The lies and dirty tricks of anti-data leadership

They make comments that equate analysis with “delay”.
They confuse considering options with “indecisiveness”.
They don’t invite people who actually have seen or understand the data to their meetings.

They come up with all sorts of alternate ways to make decisions- and defend their position even when the data clearly does not support them:

Call it strategic

I know the numbers don’t add up right now, but this is strategic.

What does that mean- our strategy is to do things without ROI?

Go with consensus perception

We don’t have time to get the actual data- we’re going to have to make a decision based on what the people on the ground are seeing.

If you ignore data, create a hypothesis and then go looking for supporting “evidence” in the form of people “on the ground” thinking it’s a good idea, you’ll find it.

People take suggestions from your questions and generate a matching memory/perception of what they think is happening in the real world. This is something that is well understood and the accuracy of eye witness testimony is known to be poor.

Blame the data quality

You know we have issues with that data. I don’t think we can risk relying on it.

So what’s the alternative? Tea leaves? Might be some risk in that too.

And why is the data quality an issue? Probably because leadership didn’t approve the budget and support the process changes that would have improved it. If the top executives aren’t responsible for data quality in their organisation and have decided not to use the data then a company is in a sad, dysfunctional state.

Moving forward- fight the anti-data forces of evil

Now, no-one can analyse forever- eventually a decision needs to be made.
Often, not all the analysis we want to do can be done. The number one reason anti-data leadership will likely reject doing detailed analysis is that it takes too long. They want to “pull the trigger” and get going, even if the decision is clueless (literally).

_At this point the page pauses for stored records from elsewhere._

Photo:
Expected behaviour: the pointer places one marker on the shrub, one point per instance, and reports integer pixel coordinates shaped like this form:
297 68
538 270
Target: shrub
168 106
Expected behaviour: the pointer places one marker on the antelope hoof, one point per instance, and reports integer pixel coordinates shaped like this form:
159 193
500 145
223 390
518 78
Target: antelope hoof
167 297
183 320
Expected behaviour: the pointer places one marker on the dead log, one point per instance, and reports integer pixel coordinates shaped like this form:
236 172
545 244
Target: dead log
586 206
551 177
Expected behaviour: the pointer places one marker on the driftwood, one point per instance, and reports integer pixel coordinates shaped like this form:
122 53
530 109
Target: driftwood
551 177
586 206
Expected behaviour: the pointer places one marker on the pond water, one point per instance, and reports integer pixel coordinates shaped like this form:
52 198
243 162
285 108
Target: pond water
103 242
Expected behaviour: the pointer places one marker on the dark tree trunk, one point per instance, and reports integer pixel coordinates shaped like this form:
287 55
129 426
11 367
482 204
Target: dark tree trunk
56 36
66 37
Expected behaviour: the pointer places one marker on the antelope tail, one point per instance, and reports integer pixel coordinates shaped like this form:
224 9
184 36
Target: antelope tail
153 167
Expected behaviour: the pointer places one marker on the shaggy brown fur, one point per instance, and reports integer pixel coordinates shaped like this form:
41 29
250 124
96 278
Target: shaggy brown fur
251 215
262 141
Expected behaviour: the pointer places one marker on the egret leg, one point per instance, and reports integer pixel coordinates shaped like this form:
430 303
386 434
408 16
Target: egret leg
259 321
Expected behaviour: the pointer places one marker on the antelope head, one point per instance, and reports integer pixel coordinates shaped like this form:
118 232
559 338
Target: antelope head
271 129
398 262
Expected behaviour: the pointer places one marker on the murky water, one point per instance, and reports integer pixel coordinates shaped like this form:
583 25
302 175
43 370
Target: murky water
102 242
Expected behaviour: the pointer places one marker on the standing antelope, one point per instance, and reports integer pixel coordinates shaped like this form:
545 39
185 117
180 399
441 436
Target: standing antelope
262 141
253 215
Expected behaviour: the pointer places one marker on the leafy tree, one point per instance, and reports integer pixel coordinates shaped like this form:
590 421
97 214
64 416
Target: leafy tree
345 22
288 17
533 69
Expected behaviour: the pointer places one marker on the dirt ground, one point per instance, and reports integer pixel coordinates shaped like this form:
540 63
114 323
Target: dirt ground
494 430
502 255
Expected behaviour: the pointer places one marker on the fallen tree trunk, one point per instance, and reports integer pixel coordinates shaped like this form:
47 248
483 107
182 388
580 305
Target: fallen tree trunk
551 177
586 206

Always be working on fixing the structural issues that slow analysis down

These kinds of issues can slow you down:

  • If you have bad quality data in your systems, any analysis must first fix it- causing delays.
  • If you don’t have the people on staff to do the analysis, you have to hire consultants, adding delay and cost.
  • If your data definitions are inconsistent across the company and with industry standards, mixing data from between operating units and other data sources takes forever.

Create a culture of data

Some examples of beliefs that need to be openly stated and shared:

  • the best way to make decisions, if possible, is by looking at actual data.
  • firing off decisions made on the basis of hunches isn’t being “aggressive and decisive”. It’s sloppy and incompetent.
  • data management and analysis is a key competency for ALL employees in ALL departments not just information technology.
  • Create data analysis SWAT teams

    On top of this, there are new techniques needed to enable data analysis to be fast enough to make decisions timely. It is just not possible to launch a waterfall project, to try to find a date three weeks from now when everyone can get together for a functional requirements meeting.

    Companies need to create teams (perhaps virtual, coming together when needed) that are able to use fast, flexible tools to do analysis quickly. I am hoping that the Datamartist tool is one of the new tools that such SWAT teams would have in their toolkit.

    The bottom line is that companies who have leaders that “get” data are going to be running circles around companies with executive dinosaurs who’s eyes glaze over if anyone starts actually talking about facts and figures that can’t fit on a single three dimensional pie chart in power point.

    The future is data, but can we overcome the anti-data forces and their dataphobia?